University of Maryland Senator Harry Huntley said the extension of Wallace Loh’s presidency after he announced his plans to retire was “a slap in the face.”
Huntley was one of several senators voicing their opposition to the move during a heated discussion at Tuesday’s University Senate meeting. Loh’s continued tenure went against the body’s affirmation in November that he should retire in June 2019 as planned.
“He didn’t honor what we suggested, when we are the policy-making, most representative body of the university,” said Huntley, a junior agricultural science and technology and economics major.
At a press conference in October, Loh announced his decision to retire at the end of the academic year, following controversial staffing recommendations from the University System of Maryland Board of Regents. But last week, Loh surprised the campus community with the announcement that he’ll delay his retirement until 2020.
“Basically, the campus was lied to,” said Tom Cohen, a physics professor and chair of the senate’s Academic Procedures and Standards Committee.
Senators said they’re tired of their voices not being heard — so to remedy that, the body voted to designate the senate’s chair as its point representative in the president’s cabinet.
The motion passed 54-25, with 14 abstentions.
The move’s supporters argued that adding the role to the eight-year president’s inner circle could enable them to have a more direct say in his decisions.
Daniel Lathrop, a physics professor, said he could understand his fellow senators’ frustration, adding they can feel “disenfranchised” when they vote on “things that seem to have no effect on the process.”
“It comes out of frustration of the senate seeming irrelevant,” he said.
Cohen proposed the resolution in what he said was an effort to include faculty, students and staff more in administrative decisions. The move is “as much symbolic as practical,” in that it’s meant to voice the senate’s lack of faith in the current leadership, he said.
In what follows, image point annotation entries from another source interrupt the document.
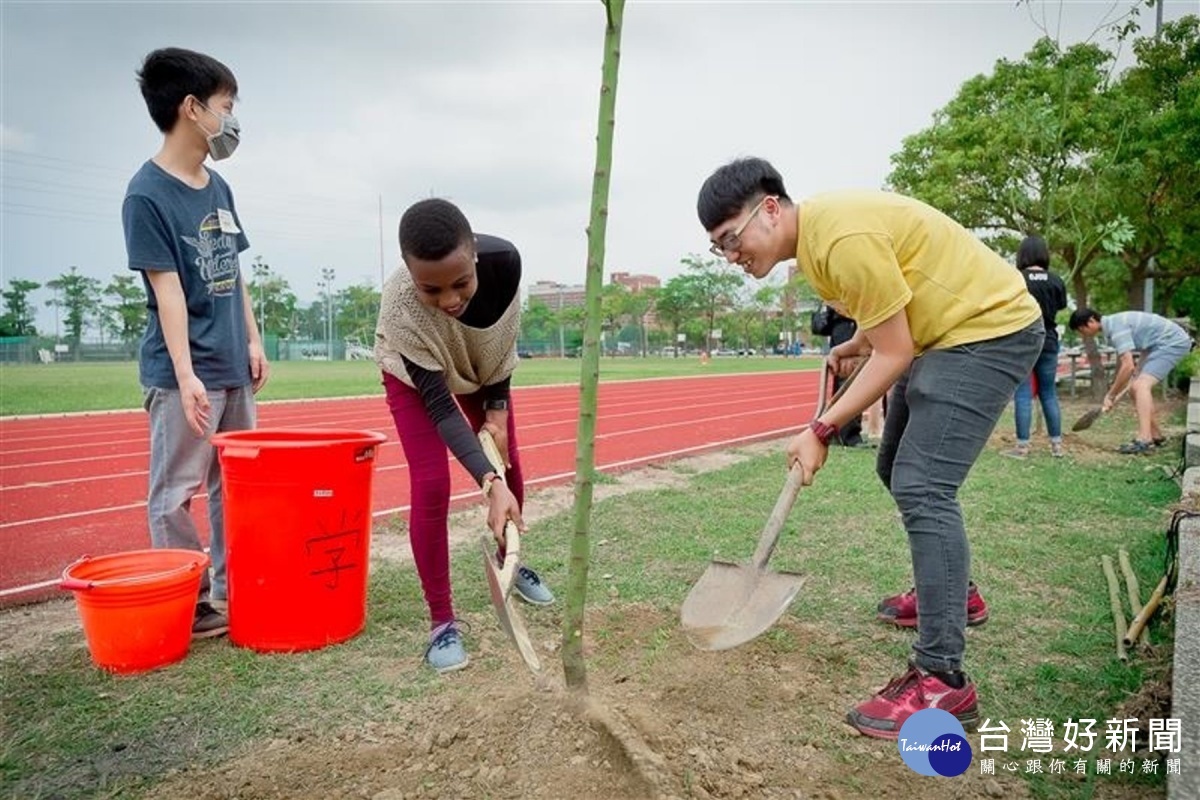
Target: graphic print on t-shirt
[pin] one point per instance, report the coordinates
(216, 256)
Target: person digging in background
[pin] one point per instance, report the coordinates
(945, 320)
(1162, 343)
(448, 331)
(1033, 262)
(827, 322)
(201, 361)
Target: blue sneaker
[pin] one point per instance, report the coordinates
(445, 651)
(531, 588)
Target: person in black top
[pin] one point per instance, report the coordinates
(1033, 262)
(840, 329)
(447, 346)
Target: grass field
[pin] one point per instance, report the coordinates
(1038, 529)
(58, 388)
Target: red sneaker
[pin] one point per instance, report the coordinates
(901, 609)
(883, 714)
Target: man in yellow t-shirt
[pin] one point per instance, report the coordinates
(949, 326)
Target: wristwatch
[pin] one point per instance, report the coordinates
(487, 485)
(823, 431)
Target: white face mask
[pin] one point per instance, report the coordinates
(225, 140)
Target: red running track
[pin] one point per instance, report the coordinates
(75, 485)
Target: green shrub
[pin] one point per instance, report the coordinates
(1185, 371)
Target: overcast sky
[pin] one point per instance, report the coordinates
(491, 104)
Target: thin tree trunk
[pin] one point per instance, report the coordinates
(589, 373)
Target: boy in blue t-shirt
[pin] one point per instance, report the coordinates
(202, 358)
(1162, 344)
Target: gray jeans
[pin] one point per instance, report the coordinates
(941, 413)
(181, 462)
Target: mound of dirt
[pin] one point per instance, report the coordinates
(743, 723)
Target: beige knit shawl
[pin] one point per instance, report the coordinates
(469, 358)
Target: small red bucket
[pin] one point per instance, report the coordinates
(137, 607)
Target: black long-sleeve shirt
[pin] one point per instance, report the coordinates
(498, 272)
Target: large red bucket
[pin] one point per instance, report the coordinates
(137, 607)
(298, 533)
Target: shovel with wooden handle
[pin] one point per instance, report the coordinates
(733, 603)
(501, 577)
(1092, 415)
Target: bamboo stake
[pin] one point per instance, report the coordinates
(1143, 635)
(1139, 623)
(574, 668)
(1115, 600)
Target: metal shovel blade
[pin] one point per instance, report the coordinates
(733, 603)
(507, 612)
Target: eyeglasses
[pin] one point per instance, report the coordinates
(732, 240)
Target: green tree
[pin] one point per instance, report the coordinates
(357, 311)
(714, 288)
(275, 304)
(18, 312)
(127, 312)
(1155, 139)
(1015, 151)
(676, 304)
(77, 296)
(640, 304)
(574, 668)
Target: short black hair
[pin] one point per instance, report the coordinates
(1081, 317)
(432, 229)
(732, 186)
(1033, 251)
(172, 73)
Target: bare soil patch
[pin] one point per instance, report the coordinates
(660, 720)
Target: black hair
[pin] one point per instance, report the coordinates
(1081, 317)
(732, 186)
(172, 73)
(432, 229)
(1033, 251)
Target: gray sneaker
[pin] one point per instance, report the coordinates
(531, 588)
(445, 651)
(209, 621)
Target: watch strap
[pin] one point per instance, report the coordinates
(823, 431)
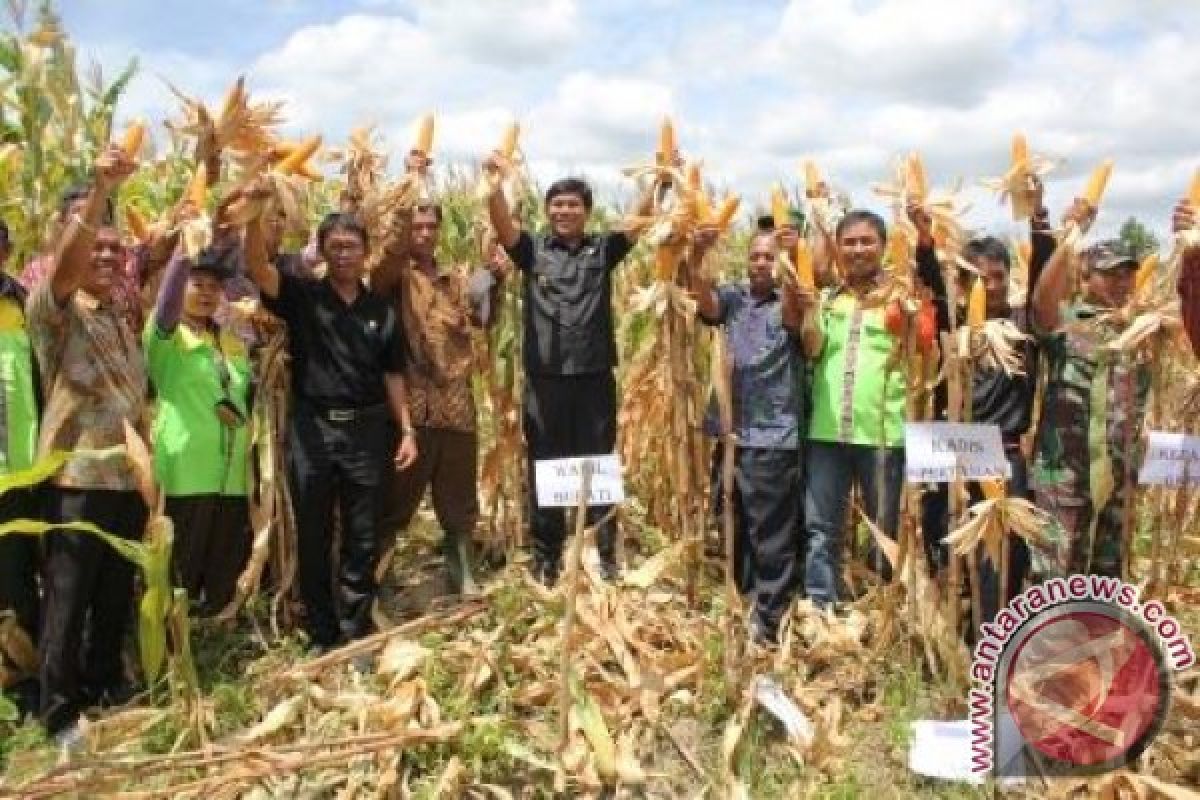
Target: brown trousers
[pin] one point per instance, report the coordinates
(447, 463)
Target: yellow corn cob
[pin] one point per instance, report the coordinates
(1096, 184)
(131, 143)
(197, 188)
(667, 143)
(977, 305)
(136, 223)
(1194, 191)
(1020, 150)
(1146, 271)
(509, 140)
(298, 158)
(666, 258)
(918, 185)
(811, 176)
(424, 143)
(993, 489)
(779, 209)
(803, 260)
(725, 214)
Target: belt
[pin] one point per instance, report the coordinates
(348, 414)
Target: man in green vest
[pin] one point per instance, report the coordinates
(18, 441)
(856, 433)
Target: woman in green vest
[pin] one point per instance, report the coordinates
(202, 378)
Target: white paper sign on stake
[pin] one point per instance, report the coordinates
(561, 480)
(1171, 459)
(941, 452)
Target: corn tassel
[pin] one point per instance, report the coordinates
(137, 223)
(1097, 182)
(424, 143)
(780, 214)
(725, 214)
(509, 140)
(197, 188)
(667, 142)
(977, 305)
(135, 134)
(805, 275)
(917, 181)
(299, 157)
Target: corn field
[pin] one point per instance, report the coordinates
(654, 691)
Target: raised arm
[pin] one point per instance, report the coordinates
(699, 283)
(72, 258)
(1053, 287)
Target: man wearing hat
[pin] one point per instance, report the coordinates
(201, 373)
(1093, 408)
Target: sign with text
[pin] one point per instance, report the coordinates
(941, 452)
(1171, 459)
(561, 480)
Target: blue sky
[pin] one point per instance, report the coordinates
(754, 86)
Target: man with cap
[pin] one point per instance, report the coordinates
(1093, 408)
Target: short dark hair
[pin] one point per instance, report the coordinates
(81, 191)
(862, 215)
(341, 221)
(576, 186)
(430, 208)
(989, 247)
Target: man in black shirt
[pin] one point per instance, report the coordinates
(347, 389)
(569, 352)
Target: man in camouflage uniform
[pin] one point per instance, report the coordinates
(1092, 414)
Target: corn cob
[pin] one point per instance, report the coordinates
(779, 210)
(725, 214)
(1146, 271)
(298, 160)
(1020, 150)
(135, 134)
(424, 143)
(977, 305)
(509, 140)
(803, 260)
(667, 143)
(811, 178)
(1096, 184)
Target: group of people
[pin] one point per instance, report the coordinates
(382, 405)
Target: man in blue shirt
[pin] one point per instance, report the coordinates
(762, 329)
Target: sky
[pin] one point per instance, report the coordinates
(754, 86)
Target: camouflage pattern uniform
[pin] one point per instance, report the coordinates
(1068, 449)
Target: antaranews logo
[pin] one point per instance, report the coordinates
(1072, 678)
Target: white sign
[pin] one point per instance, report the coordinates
(561, 480)
(1171, 459)
(940, 452)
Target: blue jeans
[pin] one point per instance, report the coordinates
(832, 471)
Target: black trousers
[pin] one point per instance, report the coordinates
(89, 600)
(567, 416)
(347, 463)
(211, 547)
(19, 560)
(767, 528)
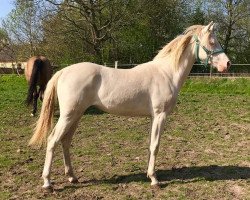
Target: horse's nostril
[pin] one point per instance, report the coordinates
(228, 64)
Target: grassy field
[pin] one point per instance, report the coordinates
(204, 152)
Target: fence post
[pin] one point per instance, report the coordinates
(211, 71)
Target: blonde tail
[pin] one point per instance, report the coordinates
(45, 121)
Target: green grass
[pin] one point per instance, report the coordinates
(204, 152)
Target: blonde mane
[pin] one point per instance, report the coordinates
(176, 47)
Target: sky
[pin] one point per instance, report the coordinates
(5, 8)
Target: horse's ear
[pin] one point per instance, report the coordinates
(213, 27)
(208, 28)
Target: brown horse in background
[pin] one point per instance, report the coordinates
(38, 72)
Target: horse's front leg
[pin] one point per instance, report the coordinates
(66, 142)
(157, 127)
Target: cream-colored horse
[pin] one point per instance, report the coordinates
(149, 89)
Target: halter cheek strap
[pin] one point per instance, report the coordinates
(209, 53)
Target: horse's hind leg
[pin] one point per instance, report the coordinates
(35, 97)
(66, 142)
(62, 127)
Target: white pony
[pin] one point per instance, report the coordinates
(149, 89)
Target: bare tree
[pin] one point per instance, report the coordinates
(93, 20)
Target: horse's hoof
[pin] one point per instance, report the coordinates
(156, 186)
(73, 180)
(48, 189)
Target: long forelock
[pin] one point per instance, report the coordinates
(176, 47)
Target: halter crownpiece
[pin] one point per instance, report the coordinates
(209, 53)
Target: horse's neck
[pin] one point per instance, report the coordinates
(184, 68)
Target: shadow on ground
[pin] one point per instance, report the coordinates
(182, 175)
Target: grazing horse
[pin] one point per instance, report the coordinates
(149, 89)
(38, 72)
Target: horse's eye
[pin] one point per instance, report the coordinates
(212, 43)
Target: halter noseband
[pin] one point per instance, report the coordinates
(209, 53)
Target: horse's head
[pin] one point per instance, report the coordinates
(209, 51)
But senate chair-elect Pam Lanford — the person who would hold the role next year if the resolution is acknowledged by the president — said she did not think the measure was feasible, and added that future presidents would be bound by it if it were adopted as practice.
Loh has the power to consider or ignore the measure, since it’s a resolution and as such doesn’t require the formal approval a bill does. Even so, it carries high stakes for some senators.
“If he turns it down, it will show he is isolated, insular, insensitive and unworthy of being our president,” Cohen said.
Lanford views the senate leadership’s recent interactions with administration optimistically, noting that their meetings have been more “substantive” than they have been previously. The Senate Executive Committee meets monthly with the president and can schedule additional meetings as needed, Lanford said.
“Crisis sharpens the mind,” she said, explaining the recent meetings’ productivity.
And the university has had crisis. After football player Jordan McNair’s death in June, an outside firm investigated the timeline leading up to the event and found trainers were responsible for not diagnosing and treating him properly. A separate report on the school’s football program found the university administration did not provide proper oversight for it, which allowed abuse to occur.
In November, the senate also called for a more representative presidential search committee to amp up university input in the process — but it wasn’t until this Tuesday that Chancellor Robert Caret sent the body a letter promising to appoint one of the academic deans as vice chair to Regent Gary Attman.
Lathrop was pleased after reading the chancellor’s letter.
“It is a positive step and gives me optimism in a search outcome that will align with the core mission of the university,” he said.
But not everyone is convinced.
Though Huntley was “heartened” by the chancellor’s letter, he said it didn’t fully back the senate’s request to match the proportion of faculty, staff and student members on the search committee with that of the senate.
“This speaks to a really failed state of shared governance on our campus,” he said.